Some Important Considerations Before Using The Line Of A Credit
Using money from the line of credit may sound tempting, however, it can lead you into a severe debt trap. Thus, using a line of credit wisely and only when needed is advisable.
- Before using the line of credit, you may want to evaluate your financial capabilities and whether you can afford repayment
- You should review your credit score before opting for a loan, because the lender most definitely will
- Don't use the credit line for something like a like vacation. Use the amount only for the most important things or for emergencies
- Don't go for a home equity line of credit if you can't afford the monthly payments – you’re at serious risk of losing your home if you don’t have a plan to pay back the money to the lender
- Most Importantly, do your research before taking out any loans. Understand the policies of different lenders, then choose what works best for you.
How to apply for a line of credit?
You can apply for the line of credit through different banks. Although banks might not advertise much about these loans, they still do offer these facilities. Even private lenders are offering these lines of credit to borrowers - you may need to check the availability of any such offerings in your particular area.
A Few Words Of Caution
If you don't want to go for traditional mortgages to buy a house or need to use the loan for something else you can go for a line of credit. Remember, however, that it does come with a set of problems of its own, which you’re bound to run into, if you’re not careful.
There are a few advantages to using a credit line but some difficulties so be careful when using it.
Before applying for a line of credit, whether secured or unsecured, make sure to improve your creditworthiness. Ensure that you’re in a safe and stable place financially before making any decision.

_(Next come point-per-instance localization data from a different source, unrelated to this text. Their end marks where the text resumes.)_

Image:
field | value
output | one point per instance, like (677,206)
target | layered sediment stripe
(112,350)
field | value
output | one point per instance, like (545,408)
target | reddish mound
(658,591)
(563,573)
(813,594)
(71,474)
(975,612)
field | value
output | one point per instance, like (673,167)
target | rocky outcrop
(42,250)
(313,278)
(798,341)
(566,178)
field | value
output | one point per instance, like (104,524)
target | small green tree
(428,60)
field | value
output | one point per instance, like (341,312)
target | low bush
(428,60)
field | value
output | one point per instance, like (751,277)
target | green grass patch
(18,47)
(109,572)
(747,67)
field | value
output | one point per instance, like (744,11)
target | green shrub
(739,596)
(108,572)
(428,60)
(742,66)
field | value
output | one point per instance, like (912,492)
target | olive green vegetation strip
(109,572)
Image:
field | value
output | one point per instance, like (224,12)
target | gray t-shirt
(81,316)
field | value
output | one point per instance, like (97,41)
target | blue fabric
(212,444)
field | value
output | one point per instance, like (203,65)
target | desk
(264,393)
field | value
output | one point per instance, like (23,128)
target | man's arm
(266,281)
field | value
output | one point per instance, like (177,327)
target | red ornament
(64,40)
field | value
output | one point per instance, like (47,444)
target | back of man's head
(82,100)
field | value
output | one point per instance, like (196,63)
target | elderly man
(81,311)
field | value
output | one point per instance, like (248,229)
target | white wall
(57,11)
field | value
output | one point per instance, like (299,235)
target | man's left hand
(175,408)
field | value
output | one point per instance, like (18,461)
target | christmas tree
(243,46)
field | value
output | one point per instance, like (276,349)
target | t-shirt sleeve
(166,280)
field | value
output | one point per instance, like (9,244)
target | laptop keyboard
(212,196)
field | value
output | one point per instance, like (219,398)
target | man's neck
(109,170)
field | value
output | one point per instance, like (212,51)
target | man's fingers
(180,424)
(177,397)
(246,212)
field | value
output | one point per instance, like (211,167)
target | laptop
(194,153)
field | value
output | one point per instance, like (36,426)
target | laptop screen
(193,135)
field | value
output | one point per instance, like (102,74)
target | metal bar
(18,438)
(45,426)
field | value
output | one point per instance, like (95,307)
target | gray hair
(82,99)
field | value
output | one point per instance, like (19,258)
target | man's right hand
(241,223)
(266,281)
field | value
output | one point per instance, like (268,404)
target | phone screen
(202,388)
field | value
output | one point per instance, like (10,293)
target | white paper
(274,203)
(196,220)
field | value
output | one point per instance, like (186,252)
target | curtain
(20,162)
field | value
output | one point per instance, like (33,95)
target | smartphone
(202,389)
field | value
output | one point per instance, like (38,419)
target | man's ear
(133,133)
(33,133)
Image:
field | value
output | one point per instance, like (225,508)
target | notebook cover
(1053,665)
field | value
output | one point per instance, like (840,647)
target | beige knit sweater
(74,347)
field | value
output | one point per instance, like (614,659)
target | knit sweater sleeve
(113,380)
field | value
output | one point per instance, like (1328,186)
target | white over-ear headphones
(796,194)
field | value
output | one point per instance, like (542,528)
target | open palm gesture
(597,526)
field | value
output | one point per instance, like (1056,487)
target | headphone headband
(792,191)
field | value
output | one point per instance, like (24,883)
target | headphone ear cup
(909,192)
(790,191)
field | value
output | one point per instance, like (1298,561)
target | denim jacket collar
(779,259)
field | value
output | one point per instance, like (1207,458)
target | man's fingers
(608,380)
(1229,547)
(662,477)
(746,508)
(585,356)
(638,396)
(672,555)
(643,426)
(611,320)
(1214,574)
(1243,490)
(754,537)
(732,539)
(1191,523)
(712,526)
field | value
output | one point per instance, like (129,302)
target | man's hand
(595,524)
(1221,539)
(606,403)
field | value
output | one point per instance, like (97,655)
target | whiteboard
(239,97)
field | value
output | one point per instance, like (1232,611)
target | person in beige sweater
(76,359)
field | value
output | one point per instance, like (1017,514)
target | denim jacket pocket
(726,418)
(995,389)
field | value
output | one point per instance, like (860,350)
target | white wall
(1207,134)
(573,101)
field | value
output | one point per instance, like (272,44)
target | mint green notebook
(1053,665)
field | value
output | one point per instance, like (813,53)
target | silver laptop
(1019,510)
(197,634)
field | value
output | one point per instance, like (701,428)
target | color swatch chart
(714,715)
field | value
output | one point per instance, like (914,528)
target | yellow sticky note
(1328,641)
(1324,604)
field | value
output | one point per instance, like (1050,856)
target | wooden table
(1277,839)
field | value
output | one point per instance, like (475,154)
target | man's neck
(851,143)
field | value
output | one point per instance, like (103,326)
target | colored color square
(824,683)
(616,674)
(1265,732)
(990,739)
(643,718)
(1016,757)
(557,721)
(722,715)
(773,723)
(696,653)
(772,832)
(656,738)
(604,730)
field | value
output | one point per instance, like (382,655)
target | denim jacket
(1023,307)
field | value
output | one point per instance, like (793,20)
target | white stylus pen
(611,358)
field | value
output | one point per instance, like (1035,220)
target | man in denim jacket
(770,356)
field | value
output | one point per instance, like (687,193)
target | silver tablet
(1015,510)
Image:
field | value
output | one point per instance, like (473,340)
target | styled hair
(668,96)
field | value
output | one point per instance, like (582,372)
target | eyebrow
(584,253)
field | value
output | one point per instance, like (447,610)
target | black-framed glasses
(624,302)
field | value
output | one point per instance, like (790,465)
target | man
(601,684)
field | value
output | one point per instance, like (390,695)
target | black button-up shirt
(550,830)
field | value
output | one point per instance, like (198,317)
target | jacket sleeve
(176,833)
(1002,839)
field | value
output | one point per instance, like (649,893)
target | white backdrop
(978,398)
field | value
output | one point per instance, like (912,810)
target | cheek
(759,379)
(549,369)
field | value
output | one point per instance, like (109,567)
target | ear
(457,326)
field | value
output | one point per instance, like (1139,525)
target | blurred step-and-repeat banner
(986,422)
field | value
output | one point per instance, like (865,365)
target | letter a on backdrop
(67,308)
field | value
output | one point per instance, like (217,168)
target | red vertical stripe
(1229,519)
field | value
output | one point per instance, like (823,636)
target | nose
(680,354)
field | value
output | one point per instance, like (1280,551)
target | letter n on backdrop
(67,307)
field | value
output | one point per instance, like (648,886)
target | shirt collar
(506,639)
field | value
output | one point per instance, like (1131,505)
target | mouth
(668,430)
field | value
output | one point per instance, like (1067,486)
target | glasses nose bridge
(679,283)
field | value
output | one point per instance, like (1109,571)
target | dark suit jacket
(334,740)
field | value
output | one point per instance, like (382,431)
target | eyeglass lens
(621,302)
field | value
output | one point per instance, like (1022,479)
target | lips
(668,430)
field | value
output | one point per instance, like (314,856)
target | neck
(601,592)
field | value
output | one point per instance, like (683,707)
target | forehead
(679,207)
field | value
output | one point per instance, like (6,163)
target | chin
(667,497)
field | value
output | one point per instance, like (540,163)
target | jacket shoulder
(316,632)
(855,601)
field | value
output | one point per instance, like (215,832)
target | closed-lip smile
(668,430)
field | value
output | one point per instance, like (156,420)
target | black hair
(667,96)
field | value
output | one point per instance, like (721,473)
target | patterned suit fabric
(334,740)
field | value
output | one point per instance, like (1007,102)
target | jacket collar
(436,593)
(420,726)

Once you get qualified for a loan, don’t mismanage the amount and make it a habit to diligently make monthly payments on time. Save your credit score from dipping and don't get into any problems because of late or missed payments.
No matter how fascinating it sounds, additional money from an institution always carries a fair bit of risk - don’t let it spiral out of control into a viscous circle of debt. You must play it very safe and smart when it comes to credit lines.